No entanto quanto à conclusão do seu raciocínio já discordo e de forma profunda.
Com efeito refere no seu penúltimo
parágrafo “ a verdade é que o mundo está melhor e, sobretudo, tem
expectativas de ficar ainda melhor” salientando isso como uma
“etapa do capitalismo a que se chama globalização”.
O pensamento é bom, o caminho
igualmente mas a síntese é errada. Na minha modesta sabedoria
apresento-lhe outra conclusão:
- O mundo está mais infeliz do que nunca!
Se o bem último da humanidade é a
procura da felicidade então estamos cada vez mais arredados do
nosso propósito na terra.
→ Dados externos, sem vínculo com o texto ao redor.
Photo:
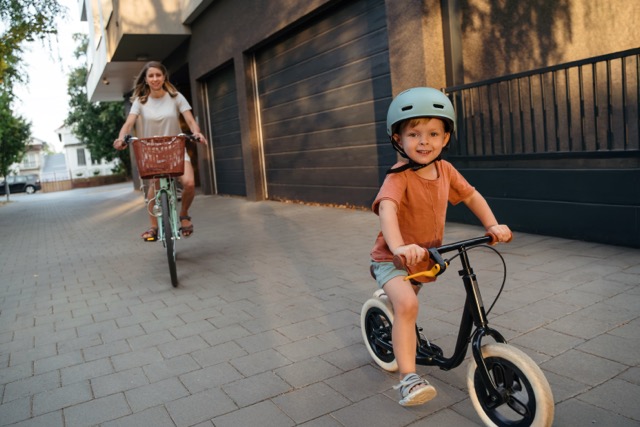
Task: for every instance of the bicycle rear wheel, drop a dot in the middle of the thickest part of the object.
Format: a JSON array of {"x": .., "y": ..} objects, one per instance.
[{"x": 169, "y": 241}]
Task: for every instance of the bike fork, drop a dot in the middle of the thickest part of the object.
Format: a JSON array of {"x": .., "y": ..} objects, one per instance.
[{"x": 475, "y": 307}]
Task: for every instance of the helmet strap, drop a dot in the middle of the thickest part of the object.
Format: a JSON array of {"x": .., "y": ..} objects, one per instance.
[{"x": 414, "y": 166}]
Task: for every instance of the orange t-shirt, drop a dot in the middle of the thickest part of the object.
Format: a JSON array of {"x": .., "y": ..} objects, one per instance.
[{"x": 422, "y": 207}]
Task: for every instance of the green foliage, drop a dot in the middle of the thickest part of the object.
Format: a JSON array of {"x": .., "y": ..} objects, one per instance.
[
  {"x": 94, "y": 124},
  {"x": 14, "y": 135},
  {"x": 23, "y": 21},
  {"x": 20, "y": 21}
]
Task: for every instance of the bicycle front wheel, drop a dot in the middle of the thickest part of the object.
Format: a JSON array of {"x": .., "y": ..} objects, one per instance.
[{"x": 169, "y": 241}]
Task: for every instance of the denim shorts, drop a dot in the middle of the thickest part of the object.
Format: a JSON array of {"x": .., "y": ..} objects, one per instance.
[{"x": 385, "y": 271}]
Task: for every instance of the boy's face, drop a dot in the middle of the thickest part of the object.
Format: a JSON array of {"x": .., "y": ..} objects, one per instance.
[{"x": 423, "y": 139}]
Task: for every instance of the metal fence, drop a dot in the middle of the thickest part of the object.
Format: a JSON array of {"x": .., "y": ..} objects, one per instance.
[{"x": 586, "y": 108}]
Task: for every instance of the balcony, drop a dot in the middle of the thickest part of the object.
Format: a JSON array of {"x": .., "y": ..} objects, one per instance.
[{"x": 124, "y": 35}]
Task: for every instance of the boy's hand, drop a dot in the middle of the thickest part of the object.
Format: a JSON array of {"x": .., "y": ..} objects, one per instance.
[
  {"x": 413, "y": 254},
  {"x": 502, "y": 232}
]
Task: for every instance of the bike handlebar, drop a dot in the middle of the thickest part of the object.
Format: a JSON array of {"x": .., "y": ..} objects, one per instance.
[
  {"x": 130, "y": 138},
  {"x": 400, "y": 262}
]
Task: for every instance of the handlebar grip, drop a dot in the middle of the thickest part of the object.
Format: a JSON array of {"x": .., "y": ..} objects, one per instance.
[
  {"x": 494, "y": 238},
  {"x": 400, "y": 262}
]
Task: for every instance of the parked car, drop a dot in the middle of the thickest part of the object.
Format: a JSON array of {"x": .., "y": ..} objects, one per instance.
[{"x": 20, "y": 184}]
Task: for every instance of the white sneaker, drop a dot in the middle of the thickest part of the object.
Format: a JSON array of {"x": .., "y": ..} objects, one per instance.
[{"x": 415, "y": 390}]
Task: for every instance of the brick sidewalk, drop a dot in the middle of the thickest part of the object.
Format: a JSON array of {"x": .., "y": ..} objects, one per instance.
[{"x": 264, "y": 329}]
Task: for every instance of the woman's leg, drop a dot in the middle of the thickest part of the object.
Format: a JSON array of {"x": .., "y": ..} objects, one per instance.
[{"x": 188, "y": 194}]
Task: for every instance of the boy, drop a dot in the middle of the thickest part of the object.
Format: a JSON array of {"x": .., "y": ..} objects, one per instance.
[{"x": 412, "y": 205}]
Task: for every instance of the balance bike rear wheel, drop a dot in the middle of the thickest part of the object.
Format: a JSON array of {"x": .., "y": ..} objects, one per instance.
[
  {"x": 529, "y": 398},
  {"x": 376, "y": 321}
]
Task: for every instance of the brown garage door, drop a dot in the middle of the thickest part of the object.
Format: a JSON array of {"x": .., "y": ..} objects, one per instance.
[
  {"x": 225, "y": 133},
  {"x": 324, "y": 90}
]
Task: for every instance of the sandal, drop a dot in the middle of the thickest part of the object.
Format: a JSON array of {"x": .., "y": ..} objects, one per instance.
[
  {"x": 415, "y": 390},
  {"x": 151, "y": 235},
  {"x": 188, "y": 229}
]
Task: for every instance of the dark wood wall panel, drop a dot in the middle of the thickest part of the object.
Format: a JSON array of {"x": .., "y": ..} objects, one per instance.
[
  {"x": 324, "y": 90},
  {"x": 225, "y": 133}
]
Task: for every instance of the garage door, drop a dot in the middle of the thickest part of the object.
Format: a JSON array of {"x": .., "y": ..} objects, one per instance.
[
  {"x": 225, "y": 133},
  {"x": 324, "y": 90}
]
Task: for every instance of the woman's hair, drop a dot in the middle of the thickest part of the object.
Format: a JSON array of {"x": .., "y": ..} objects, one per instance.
[{"x": 141, "y": 89}]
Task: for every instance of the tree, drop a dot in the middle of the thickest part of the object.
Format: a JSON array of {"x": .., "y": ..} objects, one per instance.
[
  {"x": 23, "y": 21},
  {"x": 14, "y": 136},
  {"x": 94, "y": 124},
  {"x": 20, "y": 21}
]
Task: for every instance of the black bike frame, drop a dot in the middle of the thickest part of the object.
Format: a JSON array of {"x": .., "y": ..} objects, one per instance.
[{"x": 473, "y": 315}]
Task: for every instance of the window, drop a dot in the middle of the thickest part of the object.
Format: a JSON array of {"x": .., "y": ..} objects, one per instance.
[
  {"x": 30, "y": 161},
  {"x": 82, "y": 160}
]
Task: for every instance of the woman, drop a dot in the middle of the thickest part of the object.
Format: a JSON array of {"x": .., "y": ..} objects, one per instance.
[{"x": 156, "y": 109}]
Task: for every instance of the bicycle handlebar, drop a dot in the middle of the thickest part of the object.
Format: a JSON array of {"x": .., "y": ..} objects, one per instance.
[
  {"x": 399, "y": 261},
  {"x": 130, "y": 138}
]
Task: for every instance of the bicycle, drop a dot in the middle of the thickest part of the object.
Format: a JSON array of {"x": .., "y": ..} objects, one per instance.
[
  {"x": 162, "y": 158},
  {"x": 506, "y": 386}
]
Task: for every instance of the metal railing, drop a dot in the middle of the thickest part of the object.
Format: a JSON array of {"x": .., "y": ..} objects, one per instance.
[{"x": 581, "y": 108}]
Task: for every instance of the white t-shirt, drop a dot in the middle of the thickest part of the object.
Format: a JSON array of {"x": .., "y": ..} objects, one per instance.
[{"x": 160, "y": 116}]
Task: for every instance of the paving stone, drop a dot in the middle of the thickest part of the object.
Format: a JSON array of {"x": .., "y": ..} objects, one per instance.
[
  {"x": 310, "y": 402},
  {"x": 256, "y": 363},
  {"x": 211, "y": 377},
  {"x": 170, "y": 367},
  {"x": 97, "y": 411},
  {"x": 574, "y": 412},
  {"x": 584, "y": 367},
  {"x": 200, "y": 407},
  {"x": 264, "y": 414},
  {"x": 118, "y": 382},
  {"x": 254, "y": 389},
  {"x": 15, "y": 410},
  {"x": 615, "y": 395},
  {"x": 307, "y": 372},
  {"x": 60, "y": 398},
  {"x": 156, "y": 417},
  {"x": 29, "y": 386},
  {"x": 154, "y": 394},
  {"x": 85, "y": 371}
]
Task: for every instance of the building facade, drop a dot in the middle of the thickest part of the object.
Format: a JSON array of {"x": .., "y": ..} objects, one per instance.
[{"x": 293, "y": 94}]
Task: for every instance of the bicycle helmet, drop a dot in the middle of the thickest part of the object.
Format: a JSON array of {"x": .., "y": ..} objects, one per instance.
[{"x": 419, "y": 102}]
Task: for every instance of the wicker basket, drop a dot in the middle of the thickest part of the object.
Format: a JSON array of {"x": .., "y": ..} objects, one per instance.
[{"x": 160, "y": 155}]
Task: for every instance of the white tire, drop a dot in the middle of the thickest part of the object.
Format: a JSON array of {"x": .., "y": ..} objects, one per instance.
[
  {"x": 376, "y": 321},
  {"x": 527, "y": 386}
]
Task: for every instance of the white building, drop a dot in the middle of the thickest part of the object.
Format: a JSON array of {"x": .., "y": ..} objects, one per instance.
[{"x": 80, "y": 164}]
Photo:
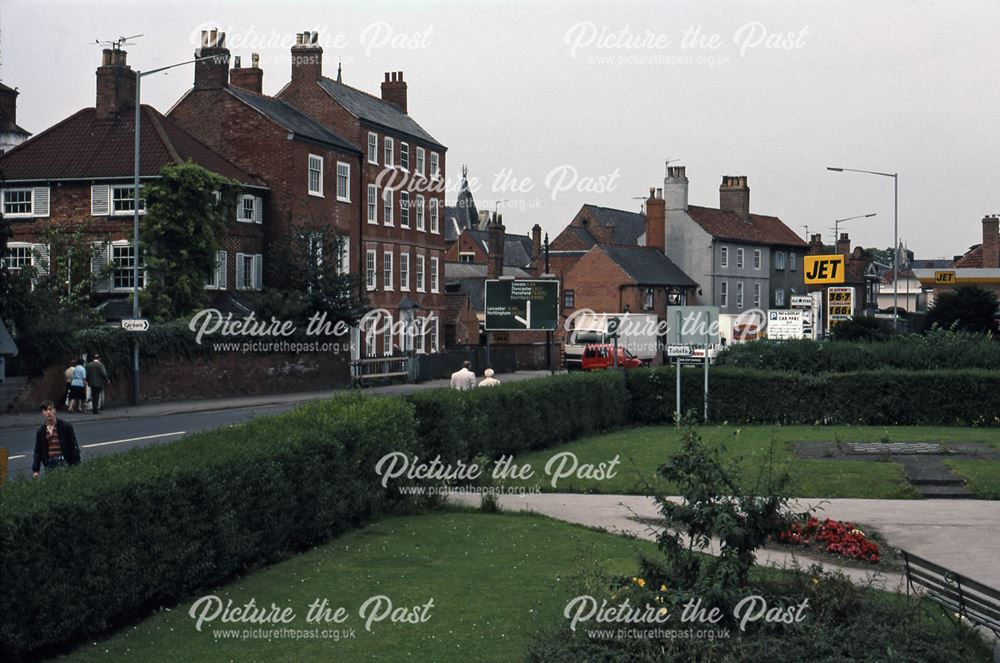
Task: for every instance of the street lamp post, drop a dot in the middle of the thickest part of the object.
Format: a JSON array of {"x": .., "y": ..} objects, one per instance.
[
  {"x": 135, "y": 215},
  {"x": 895, "y": 235},
  {"x": 837, "y": 222}
]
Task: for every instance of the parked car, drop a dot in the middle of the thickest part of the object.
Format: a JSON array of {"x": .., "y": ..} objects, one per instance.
[{"x": 599, "y": 357}]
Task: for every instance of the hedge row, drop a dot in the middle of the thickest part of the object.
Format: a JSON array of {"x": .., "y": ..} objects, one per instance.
[
  {"x": 87, "y": 547},
  {"x": 937, "y": 350},
  {"x": 887, "y": 397}
]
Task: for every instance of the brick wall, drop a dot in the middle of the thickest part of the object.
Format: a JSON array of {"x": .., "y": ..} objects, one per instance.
[{"x": 229, "y": 374}]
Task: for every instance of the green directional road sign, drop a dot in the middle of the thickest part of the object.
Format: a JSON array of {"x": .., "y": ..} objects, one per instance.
[{"x": 518, "y": 304}]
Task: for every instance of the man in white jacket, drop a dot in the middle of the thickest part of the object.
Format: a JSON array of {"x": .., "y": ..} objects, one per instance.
[{"x": 463, "y": 379}]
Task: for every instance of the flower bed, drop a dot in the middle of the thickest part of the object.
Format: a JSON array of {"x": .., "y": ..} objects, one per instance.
[{"x": 833, "y": 536}]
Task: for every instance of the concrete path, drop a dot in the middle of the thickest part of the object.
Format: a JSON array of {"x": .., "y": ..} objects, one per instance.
[{"x": 963, "y": 536}]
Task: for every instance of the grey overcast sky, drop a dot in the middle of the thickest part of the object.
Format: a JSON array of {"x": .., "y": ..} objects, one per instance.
[{"x": 556, "y": 104}]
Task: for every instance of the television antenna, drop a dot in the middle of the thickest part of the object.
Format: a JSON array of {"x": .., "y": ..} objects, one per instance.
[{"x": 117, "y": 44}]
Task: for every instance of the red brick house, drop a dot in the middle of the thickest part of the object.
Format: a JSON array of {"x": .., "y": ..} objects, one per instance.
[
  {"x": 402, "y": 184},
  {"x": 312, "y": 172},
  {"x": 78, "y": 175}
]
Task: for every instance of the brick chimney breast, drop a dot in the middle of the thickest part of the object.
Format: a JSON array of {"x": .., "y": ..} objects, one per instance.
[
  {"x": 249, "y": 78},
  {"x": 115, "y": 85},
  {"x": 734, "y": 196},
  {"x": 656, "y": 221},
  {"x": 991, "y": 242},
  {"x": 394, "y": 89},
  {"x": 307, "y": 57},
  {"x": 212, "y": 73}
]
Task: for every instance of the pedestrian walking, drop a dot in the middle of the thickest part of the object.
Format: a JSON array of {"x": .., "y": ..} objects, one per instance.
[
  {"x": 463, "y": 379},
  {"x": 55, "y": 442},
  {"x": 97, "y": 378},
  {"x": 78, "y": 387},
  {"x": 488, "y": 379}
]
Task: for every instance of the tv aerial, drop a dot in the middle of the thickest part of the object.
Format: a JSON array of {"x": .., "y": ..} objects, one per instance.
[{"x": 117, "y": 44}]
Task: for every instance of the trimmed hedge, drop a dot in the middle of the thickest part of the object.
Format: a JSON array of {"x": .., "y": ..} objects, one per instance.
[
  {"x": 889, "y": 397},
  {"x": 88, "y": 547}
]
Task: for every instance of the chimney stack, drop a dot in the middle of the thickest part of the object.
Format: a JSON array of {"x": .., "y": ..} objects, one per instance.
[
  {"x": 656, "y": 220},
  {"x": 815, "y": 244},
  {"x": 734, "y": 196},
  {"x": 115, "y": 85},
  {"x": 394, "y": 89},
  {"x": 844, "y": 245},
  {"x": 991, "y": 242},
  {"x": 212, "y": 74},
  {"x": 675, "y": 188},
  {"x": 495, "y": 243},
  {"x": 307, "y": 57},
  {"x": 250, "y": 79}
]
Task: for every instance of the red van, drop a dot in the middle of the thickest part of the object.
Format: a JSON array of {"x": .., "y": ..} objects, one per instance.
[{"x": 599, "y": 357}]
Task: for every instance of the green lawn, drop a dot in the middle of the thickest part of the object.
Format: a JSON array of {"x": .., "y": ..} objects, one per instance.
[
  {"x": 496, "y": 581},
  {"x": 643, "y": 450}
]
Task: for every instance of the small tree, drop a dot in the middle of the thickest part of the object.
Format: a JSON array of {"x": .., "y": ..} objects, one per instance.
[
  {"x": 185, "y": 220},
  {"x": 967, "y": 308}
]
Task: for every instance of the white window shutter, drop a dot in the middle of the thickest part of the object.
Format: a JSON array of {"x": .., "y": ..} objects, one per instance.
[
  {"x": 40, "y": 201},
  {"x": 100, "y": 200},
  {"x": 258, "y": 271},
  {"x": 221, "y": 269},
  {"x": 41, "y": 259},
  {"x": 98, "y": 264},
  {"x": 241, "y": 276}
]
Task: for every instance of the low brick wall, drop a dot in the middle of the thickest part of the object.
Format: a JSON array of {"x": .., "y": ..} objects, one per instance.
[{"x": 230, "y": 374}]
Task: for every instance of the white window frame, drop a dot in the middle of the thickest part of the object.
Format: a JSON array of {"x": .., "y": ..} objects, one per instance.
[
  {"x": 387, "y": 273},
  {"x": 418, "y": 271},
  {"x": 112, "y": 201},
  {"x": 420, "y": 213},
  {"x": 435, "y": 166},
  {"x": 404, "y": 209},
  {"x": 373, "y": 204},
  {"x": 344, "y": 175},
  {"x": 387, "y": 205},
  {"x": 387, "y": 337},
  {"x": 389, "y": 146},
  {"x": 404, "y": 272},
  {"x": 371, "y": 269},
  {"x": 122, "y": 244},
  {"x": 435, "y": 216},
  {"x": 314, "y": 161},
  {"x": 419, "y": 164}
]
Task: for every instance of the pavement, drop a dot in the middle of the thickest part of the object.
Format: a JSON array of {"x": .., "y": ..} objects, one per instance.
[{"x": 27, "y": 419}]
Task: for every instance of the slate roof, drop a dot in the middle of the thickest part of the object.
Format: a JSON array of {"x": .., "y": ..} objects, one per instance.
[
  {"x": 84, "y": 147},
  {"x": 299, "y": 124},
  {"x": 516, "y": 248},
  {"x": 371, "y": 108},
  {"x": 626, "y": 227},
  {"x": 647, "y": 266},
  {"x": 761, "y": 229},
  {"x": 972, "y": 258}
]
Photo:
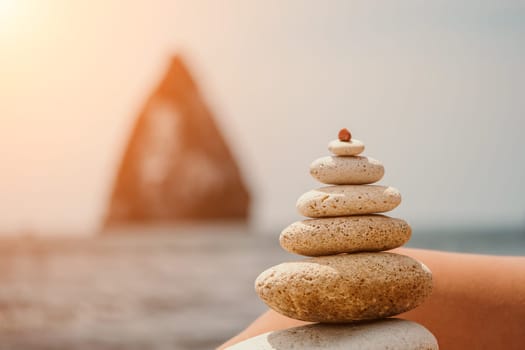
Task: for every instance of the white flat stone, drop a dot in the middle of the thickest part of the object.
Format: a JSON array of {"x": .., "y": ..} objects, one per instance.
[
  {"x": 343, "y": 148},
  {"x": 355, "y": 170},
  {"x": 390, "y": 333},
  {"x": 343, "y": 200}
]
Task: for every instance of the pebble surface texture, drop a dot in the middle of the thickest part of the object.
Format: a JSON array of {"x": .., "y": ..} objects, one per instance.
[
  {"x": 329, "y": 236},
  {"x": 345, "y": 288},
  {"x": 387, "y": 334},
  {"x": 343, "y": 200},
  {"x": 343, "y": 148},
  {"x": 358, "y": 170}
]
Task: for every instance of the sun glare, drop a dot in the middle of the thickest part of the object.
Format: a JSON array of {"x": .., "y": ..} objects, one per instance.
[{"x": 7, "y": 10}]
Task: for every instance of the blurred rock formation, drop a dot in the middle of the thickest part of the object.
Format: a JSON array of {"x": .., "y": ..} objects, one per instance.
[{"x": 177, "y": 166}]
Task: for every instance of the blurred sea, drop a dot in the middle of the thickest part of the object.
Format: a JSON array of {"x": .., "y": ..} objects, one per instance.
[{"x": 164, "y": 289}]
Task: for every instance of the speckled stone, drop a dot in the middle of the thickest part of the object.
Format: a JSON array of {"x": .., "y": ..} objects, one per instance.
[
  {"x": 343, "y": 200},
  {"x": 346, "y": 234},
  {"x": 386, "y": 334},
  {"x": 343, "y": 148},
  {"x": 358, "y": 170},
  {"x": 344, "y": 288}
]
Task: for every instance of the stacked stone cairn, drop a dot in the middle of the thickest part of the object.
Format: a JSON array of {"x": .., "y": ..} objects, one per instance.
[{"x": 350, "y": 286}]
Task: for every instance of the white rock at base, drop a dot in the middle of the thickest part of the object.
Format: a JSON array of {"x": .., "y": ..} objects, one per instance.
[{"x": 390, "y": 333}]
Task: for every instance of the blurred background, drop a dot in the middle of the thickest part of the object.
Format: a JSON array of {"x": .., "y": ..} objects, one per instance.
[{"x": 152, "y": 151}]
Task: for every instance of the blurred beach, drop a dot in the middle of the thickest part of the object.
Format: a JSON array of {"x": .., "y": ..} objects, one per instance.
[{"x": 158, "y": 288}]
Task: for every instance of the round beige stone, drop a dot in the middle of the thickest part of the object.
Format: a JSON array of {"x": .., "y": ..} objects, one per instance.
[
  {"x": 346, "y": 287},
  {"x": 347, "y": 234},
  {"x": 343, "y": 200},
  {"x": 343, "y": 148},
  {"x": 385, "y": 334},
  {"x": 357, "y": 170}
]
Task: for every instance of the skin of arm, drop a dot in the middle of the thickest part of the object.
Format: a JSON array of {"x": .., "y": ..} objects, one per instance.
[{"x": 477, "y": 302}]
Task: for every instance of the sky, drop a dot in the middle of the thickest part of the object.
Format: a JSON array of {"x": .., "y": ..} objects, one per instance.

Não caminhamos, definitivamente, para
melhorar a nossa estadia neste maravilhoso planeta azul.
Também lhe posso indicar
estatísticas que comprovam o que lhe digo: o número de suicídios
no mundo aumentou drasticamente (cerca de 60%) e não é só na
terceira idade — entre os 15 e os 35 anos cresceu
exponencialmente; o consumo de ansiolíticos tem aumentado
progressivamente, bem como as doenças depressivas. Ou seja cada
vez mais há seres humanos a desistir da sua vida no mundo e aumentou o
número dos que necessitam de paliativos para tornar a sua
existência minimamente suportável. E não será que a baixa da taxa
de natalidade é proporcional à falta de esperança num mundo
melhor?
Basta estarmos atentos “vemos,
ouvimos e lemos não podemos ignorar” para verificarmos que as
pessoas vivem enfadadas, incomodadas, fartas daquilo que as
rodeia. Onde está a alegria, os sorrisos, a esperança, a
solidariedade, o sal da vida, o móbil que faz o ser humano caminhar?
Atribuo isso à globalização que, para si, conclui ser etapa do capitalismo para um mundo melhor.
A busca de um bem-estar superior, aos
olhos do mundo ocidental (mas cada vez mais globalizado) é o de uma
felicidade efémera baseada em pressupostos materiais. O que
torna as pessoas escravas, não no sentido da exploração física do
homem pelo homem mas de exploração económica: o ser humano como um
número para um ratio qualquer. A fuga ao essencial “invisível aos
olhos do homem” como disse o principezinho de Exupéry está a
levar-nos a um descalabro humanitário. Precisamos de nova
gente, novos princípios, exemplos de carácter e fundamentos
existenciais, a filosofia de volta, um arrebatamento humano que
nos tire deste torpe viver. Respeitando o diferente, promovendo o
diferente, deixando as pequenas tradições dos povos em paz, a
grandeza está e estará sempre na riqueza das particularidades.
A globalização será um desastre se não se reinventar.